Il Primo maggio 2004 Gino partecipò con l’amico Arsenio Garcia Davila alla grande sfilata popolare dell’Avana, durante la quale furono entrambi solennemente decorati. Al suo ritorno fu festeggiato in tutta Italia dai partigiani dell’Anpi, dai soci della Fondazione Che Guevara e dai membri dei 60 circoli dell’Associazione Nazionale di Amicizia Italia-Cuba.
Nel 2005 ritornò alcune volte a Cuba, accompagnato dai coproduttori torinesi del documentario Cuba Libre: el desembarco del Granma, a lui dedicato, che volevano ripercorrere i luoghi della sua esperienza cubana. In tale filmato (nella parte girata a Bayamo il 26 luglio 2005 durante la commemorazione degli attacchi castristi alle caserme batistiane di Santiago de Cuba e di Bayamo) si vedono Gino e Fidel, entrambi commossi, che si abbracciano e si baciano. Per Donè fu il penultimo dei suoi viaggi a Cuba (ritornò a dicembre dell’anno successivo per la commemorazione del 50º anniversario dello sbarco del Granma) e per Fidel fu una delle ultime apparizioni in pubblico prima del suo malore che lo fece dimettere da tutti gli incarichi politici e statali.
Nel 2006 e 2007 vari giornali italiani si occuparono della storia di Gino pubblicando numerosi articoli a lui dedicati.
Nel 2008 Gino Donè Paro morì improvvisamente in una clinica di San Donà di Piave la sera del 22 marzo, alla vigilia di Pasqua, circondato dai familiari più stretti (sorelle e nipoti).
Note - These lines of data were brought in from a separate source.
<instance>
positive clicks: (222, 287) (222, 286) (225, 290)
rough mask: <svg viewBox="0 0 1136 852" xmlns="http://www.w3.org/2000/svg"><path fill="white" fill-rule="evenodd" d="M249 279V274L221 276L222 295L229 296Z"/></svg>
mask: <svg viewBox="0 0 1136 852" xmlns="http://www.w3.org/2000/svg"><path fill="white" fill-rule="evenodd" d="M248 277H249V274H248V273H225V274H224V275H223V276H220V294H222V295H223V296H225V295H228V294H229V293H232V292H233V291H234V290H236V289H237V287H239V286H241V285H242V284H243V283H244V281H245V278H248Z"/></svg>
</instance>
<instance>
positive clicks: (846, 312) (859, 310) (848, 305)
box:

Al suo funerale (avvenuto a Spinea il 27 marzo, dove fu cremato) parteciparono centinaia di compagni provenienti da tutta Italia, unitamente ad alcuni funzionari dell’ambasciata cubana di Roma che avevano fatto pervenire quattro grandi corone di rose rosse da parte Fidel Castro, di Raul Castro, della ambasciata cubana e dei granmisti sopravvissuti, oltre a molta gente comune.